Don't give up on your little guy yet...he may turn out okay.


----------



## -MK- (Sep 4, 2009)

I'm not sure which species you have, but many of my Chinese have changed from green to brown. Of the three that died nearing adulthood, two were brown and one was green. The brown sub-adults I have now seem to be doing great.

I had one who was on the verge of death and could barely move, but would still gobble up the honey I fed him like he really wanted to live. Good luck with your little guy! They do sometimes make a comeback.


----------



## cybereyes (Sep 4, 2009)

-MK- said:


> I'm not sure which species you have, but many of my Chinese have changed from green to brown. Of the three that died nearing adulthood, two were brown and one was green. The brown sub-adults I have now seem to be doing great.I had one who was on the verge of death and could barely move, but would still gobble up the honey I fed him like he really wanted to live. Good luck with your little guy! They do sometimes make a comeback.
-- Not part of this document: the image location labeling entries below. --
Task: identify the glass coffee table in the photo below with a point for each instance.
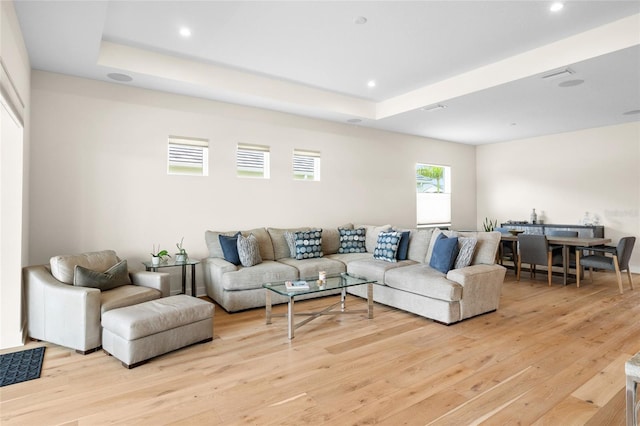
(332, 282)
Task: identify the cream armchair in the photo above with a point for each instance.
(66, 299)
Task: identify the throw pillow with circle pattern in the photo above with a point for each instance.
(352, 240)
(387, 246)
(308, 244)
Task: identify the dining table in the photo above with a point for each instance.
(565, 242)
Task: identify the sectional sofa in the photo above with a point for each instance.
(407, 264)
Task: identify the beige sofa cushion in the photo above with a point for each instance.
(421, 279)
(62, 267)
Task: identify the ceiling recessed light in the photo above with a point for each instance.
(119, 77)
(433, 107)
(556, 6)
(558, 73)
(571, 83)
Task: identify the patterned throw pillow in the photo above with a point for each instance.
(308, 244)
(113, 277)
(387, 246)
(352, 240)
(248, 250)
(466, 246)
(290, 238)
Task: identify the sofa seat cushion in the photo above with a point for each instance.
(374, 269)
(126, 295)
(253, 277)
(347, 258)
(421, 279)
(308, 268)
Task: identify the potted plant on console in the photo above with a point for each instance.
(182, 255)
(158, 255)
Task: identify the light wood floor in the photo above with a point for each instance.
(548, 356)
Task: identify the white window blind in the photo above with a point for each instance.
(188, 156)
(433, 195)
(306, 165)
(253, 161)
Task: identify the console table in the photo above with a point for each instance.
(584, 231)
(171, 263)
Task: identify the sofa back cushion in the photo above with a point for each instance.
(63, 267)
(261, 234)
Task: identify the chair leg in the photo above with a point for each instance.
(618, 274)
(578, 267)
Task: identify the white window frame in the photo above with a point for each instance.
(433, 205)
(306, 165)
(253, 161)
(187, 156)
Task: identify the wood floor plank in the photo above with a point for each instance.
(548, 356)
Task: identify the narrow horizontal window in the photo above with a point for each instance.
(306, 165)
(253, 161)
(188, 156)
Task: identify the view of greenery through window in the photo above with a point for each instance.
(433, 195)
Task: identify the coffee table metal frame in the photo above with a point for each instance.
(333, 282)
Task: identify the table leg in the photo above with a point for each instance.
(193, 280)
(290, 317)
(268, 305)
(184, 279)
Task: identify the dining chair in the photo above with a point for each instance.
(535, 250)
(505, 248)
(608, 258)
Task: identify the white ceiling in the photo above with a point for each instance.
(483, 60)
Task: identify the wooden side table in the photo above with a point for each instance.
(172, 263)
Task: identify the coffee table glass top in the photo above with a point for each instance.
(332, 282)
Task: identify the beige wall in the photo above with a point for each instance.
(99, 171)
(563, 176)
(14, 125)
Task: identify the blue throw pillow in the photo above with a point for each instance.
(403, 247)
(230, 248)
(444, 253)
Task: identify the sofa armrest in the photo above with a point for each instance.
(61, 313)
(481, 288)
(158, 280)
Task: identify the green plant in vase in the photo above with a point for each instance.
(158, 255)
(182, 255)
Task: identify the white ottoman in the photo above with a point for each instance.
(137, 333)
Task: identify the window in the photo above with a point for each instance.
(433, 195)
(252, 161)
(188, 156)
(306, 165)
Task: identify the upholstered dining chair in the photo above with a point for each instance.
(608, 258)
(505, 248)
(535, 250)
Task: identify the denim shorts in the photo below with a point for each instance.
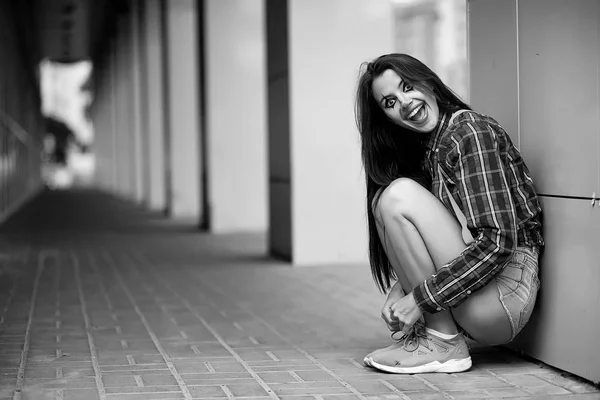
(518, 285)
Well unfortunately he didn't make it. I wish there was something more that I could have done. I dreamed about it all last night and had a dream that I woke up and he had finally just molted and was doing fine. He had come out of his molt bright green and with wings and kept flying around. Then I actually did wake up and he was gone.  Rest in peace little guy.


----------



## agent A (Sep 4, 2009)

-MK- said:


> They do sometimes make a comeback.


like Mr. Nervous, who then died of starvation cause my dad wouldn't bring me to get ff's :angry:


----------



## spicey (Sep 4, 2009)

cybereyes said:


> Well unfortunately he didn't make it. I wish there was something more that I could have done. I dreamed about it all last night and had a dream that I woke up and he had finally just molted and was doing fine. He had come out of his molt bright green and with wings and kept flying around. Then I actually did wake up and he was gone.  Rest in peace little guy.


Sorry he didn't make it. And maybe your dream was showing you what was happening in Mantis Heaven, where there are no mismolts.


----------



## Emile.Wilson (Sep 5, 2009)

agent A said:


> like Mr. Nervous, who then died of starvation cause my dad wouldn't bring me to get ff's :angry:


You can only blame yourself, you could not find anything outside?

Maybe you should take more care with feeders and create new cultures of fruit flies frequently, instead of blaming your father.


----------



## -MK- (Sep 5, 2009)

cybereyes said:


> Rest in peace little guy.


Sorry to hear the news. As I'm sure you've heard others say here, sometimes they just die and we don't know why.


----------



## smittys (Sep 5, 2009)

My little guy died too. He seemed to be stuck mid molt and seemed to be paralyzed too. He would eat like crazy but that was it. I tried for several days but he showed no improvement. Put him in the freezer last night so he could die a quiet and hopefully painless death. Poor little guy. I hope our two little guys are flying together up in Manti Heaven.


----------